Murakami y las tormentas interiores
En la obra de Haruki Murakami, la tormenta rara vez es solo meteorológica; suele ser un clima del alma. En Kafka en la orilla (2002) aparece la célebre reflexión: «Y cuando pase la tormenta, no sabrás ni cómo lo lograste… No será la misma que vino del exterior, la tormenta eres tú». Ese pasaje dialoga con la invitación a bailar: si la tormenta es interna, el baile es una forma de ordenar el caos. No sorprende que en Baila, baila, baila (1988) el movimiento sea insistencia vital; y que en Después del terremoto (1999) la sacudida colectiva revele fisuras íntimas que los personajes afrontan creando ritmos propios.
Escribir bailando: agencia y estilo
Añadir una línea no es solo «decidir»; es decidir cómo. El baile simboliza estilo frente a la adversidad: convierte la supervivencia en forma. De este modo, el gesto se emparenta con la libertad interior de la que habla Viktor E. Frankl en El hombre en busca de sentido (1946): cuando no podemos cambiar el viento, elegimos la actitud que le damos a la vela. Así, la línea que agregamos no borra la tormenta, pero sí modula su lectura, introduciendo compás, ironía o gracia donde antes solo había ruido.
El cuerpo como memoria resistente
Bailar no es metáfora vacía: es una tecnología somática de resistencia. Antonio Damasio (Descartes’ Error, 1994) mostró cómo las marcas corporales guían nuestras decisiones; al movernos, reescribimos esas huellas con ritmos más habitables. En la misma línea, Bessel van der Kolk (The Body Keeps the Score, 2014) describe cómo el cuerpo registra trauma y cómo el movimiento puede regular el sistema nervioso. Así, el baile se vuelve gramática corporal: cada paso restituye agencia, creando una sintaxis de calma en medio del estrépito. De ahí que la línea añadida no sea solo narrativa: también fisiología que recuerda un modo de estar en pie.
Comunidad, testigos y eco narrativo
Toda línea escrita en el cielo busca lectores. Cuando alguien danza bajo el aguacero, otros observan y aprenden que la intemperie no agota las posibilidades. La resiliencia, definida por Ann Masten como «magia ordinaria» (2001), florece precisamente en esos gestos cotidianos que se vuelven contagiosos. Además, la memoria colectiva se compone de microhistorias: el relato de un baile compartido puede convertir un episodio de miedo en rito de pertenencia. Por eso, la línea personal, al ser contada, deja de ser solo tuya y pasa a ser un recurso comunitario.

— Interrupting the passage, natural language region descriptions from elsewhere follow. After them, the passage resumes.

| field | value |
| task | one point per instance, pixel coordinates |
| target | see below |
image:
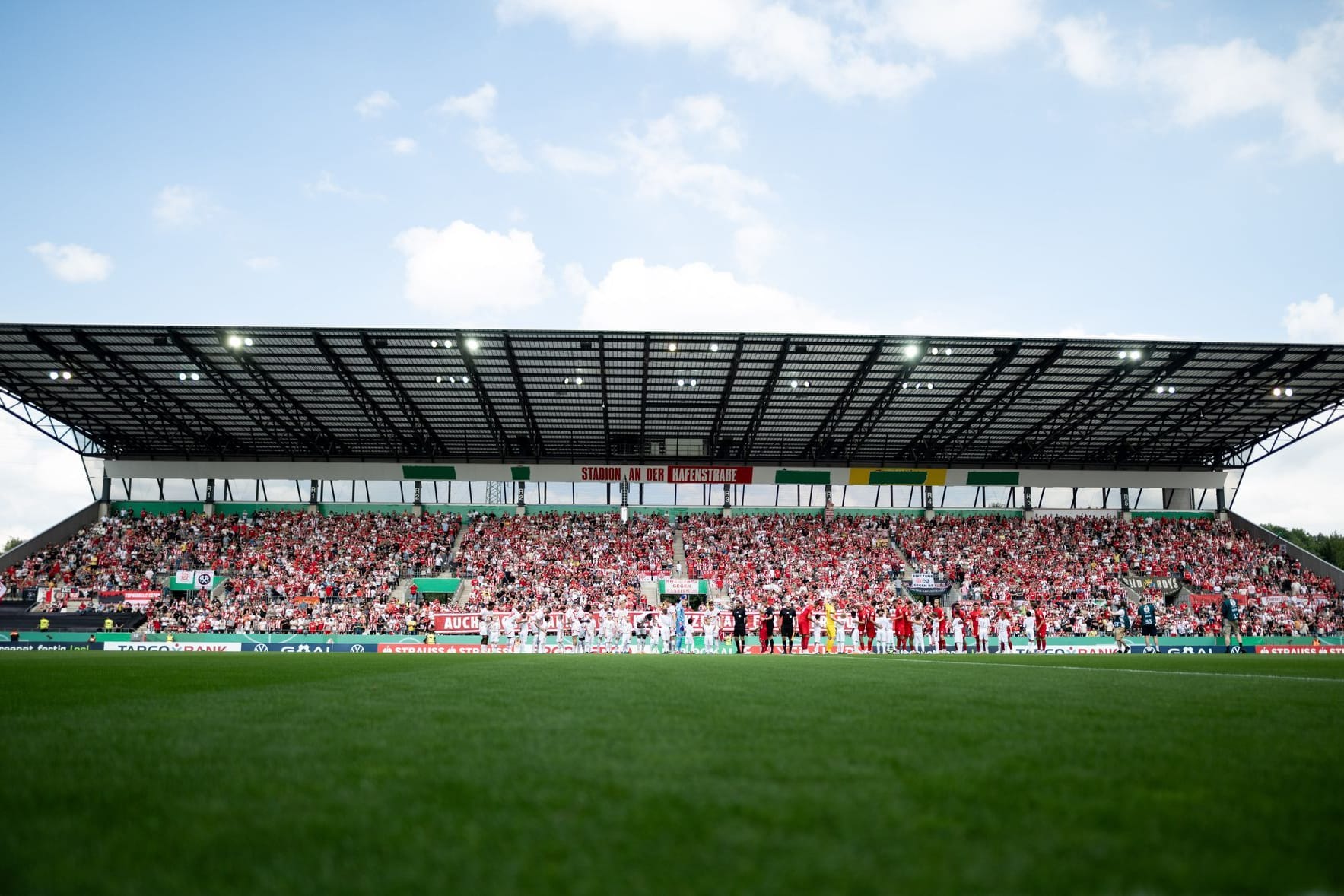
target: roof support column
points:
(105, 497)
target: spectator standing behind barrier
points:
(1231, 613)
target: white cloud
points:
(40, 482)
(179, 206)
(327, 186)
(1315, 321)
(1089, 50)
(478, 105)
(664, 166)
(961, 28)
(462, 269)
(640, 296)
(576, 161)
(753, 245)
(1207, 82)
(375, 103)
(760, 40)
(499, 151)
(1298, 487)
(73, 264)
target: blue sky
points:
(888, 166)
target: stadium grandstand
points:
(346, 484)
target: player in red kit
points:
(866, 624)
(805, 625)
(981, 624)
(905, 628)
(939, 629)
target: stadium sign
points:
(30, 645)
(173, 647)
(1165, 583)
(1298, 648)
(683, 586)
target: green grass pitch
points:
(342, 773)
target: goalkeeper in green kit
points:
(1148, 624)
(1231, 624)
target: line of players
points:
(816, 628)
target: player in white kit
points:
(1002, 626)
(711, 629)
(882, 643)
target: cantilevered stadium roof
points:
(588, 396)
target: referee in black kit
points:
(739, 626)
(786, 618)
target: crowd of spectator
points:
(198, 613)
(1054, 558)
(755, 555)
(300, 573)
(571, 557)
(264, 555)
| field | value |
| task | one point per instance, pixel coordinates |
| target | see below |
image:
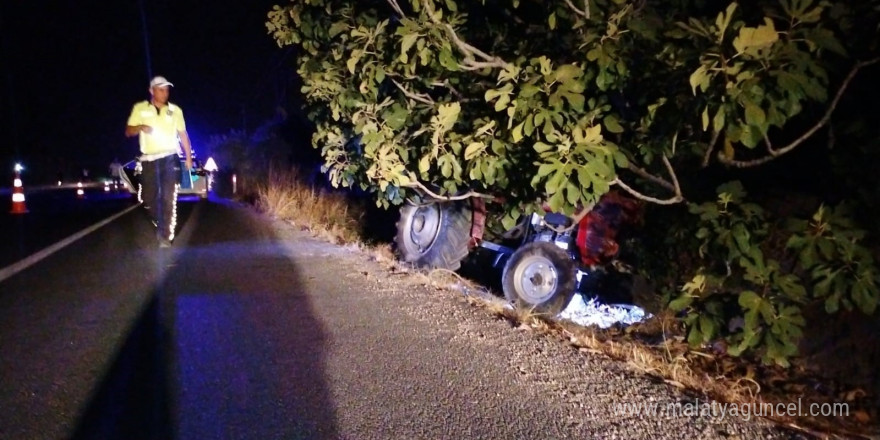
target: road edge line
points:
(30, 260)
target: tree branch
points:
(470, 52)
(418, 185)
(420, 97)
(648, 176)
(670, 201)
(708, 156)
(676, 187)
(575, 220)
(583, 13)
(794, 144)
(396, 8)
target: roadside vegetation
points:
(741, 126)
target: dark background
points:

Rituales para danzar bajo la lluvia
Para que la invitación no quede en metáfora, convienen prácticas simples que anclen el compás: elegir una canción breve como amuleto, marcar tres respiraciones profundas antes de responder al caos, o dar un paseo corto para mover la historia del cuerpo. Murakami lo sugiere con otra disciplina rítmica: su diario de corredor en De qué hablo cuando hablo de correr (2007) muestra cómo la repetición crea sentido. Así, cuando la próxima tormenta escriba su relato, ya tendrás un léxico de pasos; y al añadir tu línea, no solo contarás que sobreviviste, sino cómo hiciste de la intemperie una coreografía.